The story concerns a housewife and children’s author (Susannah York) who appears to be suffering from schizophrenia, sometimes witnessing events that may or may not be occurring with people who may or may not actually be present for them. During a vacation to a remote cottage with her husband (René Auberjonois), their mutual friend (Hugh Millais), and his daughter (Cathryn Harrison), her condition worsens and her hallucinations become even more intense, ultimately leading to deadly behavior.
Images is also a rare horror entry in Robert Altman’s filmography. Through the lens of cinematographer Vilmos Zsigmond and aided by the music of John Williams, Altman paints a disturbing and disorienting portrait of a woman seemingly gone mad. Certain things about it don’t really make sense unless you’ve seen it more than once and take the time to really think about it, which isn’t a difficult thing to do as it’s the type of film that lingers in your mind long after you’ve seen it. The performances are quite good and Altman’s attempt at capturing the feeling of insanity is admirable, but it’s definitely not for your average audience.
Arrow Academy’s presentation of Images comes sourced from a 4K restoration from the original 35mm camera negative with occasional “dupe” inserts, which were originally inserted into the cut negative itself. The film has an intentionally soft and dream-like look thanks to Vilmos Zsigmond’s lush cinematography, so detail can sometimes be hidden due to the way it was shot. That said, this is a beautifully organic and film-like presentation with only minor instances of uneven grain, as well as a potent color palette. Black levels are dense while brightness and contrast is virtually perfect. No digital enhancements have been made and the overall presentation is stable and clean. It’s gorgeous. The audio is presented with an English mono LPCM track with optional subtitles in English SDH. A well-realized soundtrack, due to a mix of disconcerting sound effects and John Williams’ score, it’s also slightly narrow, but comes through with plenty of support for the elements at play. Dialogue is also clean and clear with no hiss, crackle, or dropout issues. Had Altman had access to multi-speaker tools at the time, I imagine the soundtrack for the film would have been a much different experience, to say the least.

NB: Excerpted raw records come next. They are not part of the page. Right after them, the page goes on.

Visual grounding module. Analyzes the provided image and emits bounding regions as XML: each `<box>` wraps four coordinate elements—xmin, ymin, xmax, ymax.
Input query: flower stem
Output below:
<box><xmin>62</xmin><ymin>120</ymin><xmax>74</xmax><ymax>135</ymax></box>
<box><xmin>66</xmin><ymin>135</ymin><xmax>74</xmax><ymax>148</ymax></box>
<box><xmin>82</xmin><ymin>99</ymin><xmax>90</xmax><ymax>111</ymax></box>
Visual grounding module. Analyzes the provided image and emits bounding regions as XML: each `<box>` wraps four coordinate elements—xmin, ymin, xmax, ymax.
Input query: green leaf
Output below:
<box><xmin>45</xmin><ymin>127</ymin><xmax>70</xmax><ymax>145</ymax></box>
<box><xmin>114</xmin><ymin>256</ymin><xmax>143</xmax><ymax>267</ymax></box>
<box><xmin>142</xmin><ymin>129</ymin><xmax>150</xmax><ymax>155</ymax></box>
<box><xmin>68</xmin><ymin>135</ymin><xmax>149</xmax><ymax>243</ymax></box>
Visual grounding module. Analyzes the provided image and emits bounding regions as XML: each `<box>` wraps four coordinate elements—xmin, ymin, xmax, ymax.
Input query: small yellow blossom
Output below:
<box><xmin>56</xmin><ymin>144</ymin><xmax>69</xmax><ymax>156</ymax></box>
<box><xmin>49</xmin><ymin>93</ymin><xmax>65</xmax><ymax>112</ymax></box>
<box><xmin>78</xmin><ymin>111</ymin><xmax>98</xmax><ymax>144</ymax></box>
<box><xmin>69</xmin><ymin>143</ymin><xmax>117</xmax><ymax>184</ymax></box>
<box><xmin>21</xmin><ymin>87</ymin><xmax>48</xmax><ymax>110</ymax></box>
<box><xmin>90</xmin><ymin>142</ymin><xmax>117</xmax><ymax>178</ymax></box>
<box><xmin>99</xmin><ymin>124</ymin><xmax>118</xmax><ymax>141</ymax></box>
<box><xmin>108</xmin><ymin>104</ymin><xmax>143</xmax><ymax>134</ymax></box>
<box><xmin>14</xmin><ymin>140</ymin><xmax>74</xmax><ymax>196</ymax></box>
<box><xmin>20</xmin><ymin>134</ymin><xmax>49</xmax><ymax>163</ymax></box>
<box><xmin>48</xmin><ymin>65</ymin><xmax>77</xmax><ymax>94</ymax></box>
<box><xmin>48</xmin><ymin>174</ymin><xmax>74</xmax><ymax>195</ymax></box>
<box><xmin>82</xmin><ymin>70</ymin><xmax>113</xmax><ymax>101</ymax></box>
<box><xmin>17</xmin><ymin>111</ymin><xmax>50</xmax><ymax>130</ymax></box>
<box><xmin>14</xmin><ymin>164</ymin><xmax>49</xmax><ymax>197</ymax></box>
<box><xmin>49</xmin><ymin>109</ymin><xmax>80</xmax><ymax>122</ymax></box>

This release also carries over all of the extra features on the original MGM DVD release of the film, and adds a few new ones as well. Included is an audio commentary with “Diabolik Magazine” authors Samm Deighan and Kat Ellinger; a scene-select audio commentary with director Robert Altman; Imagining Images, a nearly 25-minute interview with both Robert Altman and Vilmos Zsigmond; a 6-minute interview with Cathryn Harrison; Robert Altman’s Images: An Appreciation by Stephen Thrower (who is always a welcome addition); the original theatrical trailer in HD; and a 32-page insert booklet with the essays “Images” by Carmen Gray and “Altman on Altman: Images” by David Thompson, as well as restoration details.
Robert Altman’s philosophy on filmmaking, and I’m using his words here, is needing a temporary blueprint “so you know what kind of paint to order” and asking “how big of a wall are you going to give me?” That has never been more personified than in Images. Influenced by Ingmar Bergman’s Persona and seemingly incoherent at the outset, it’s a highly experimental but effective piece of work, and Arrow Academy’s presentation of it leaves little to be desired.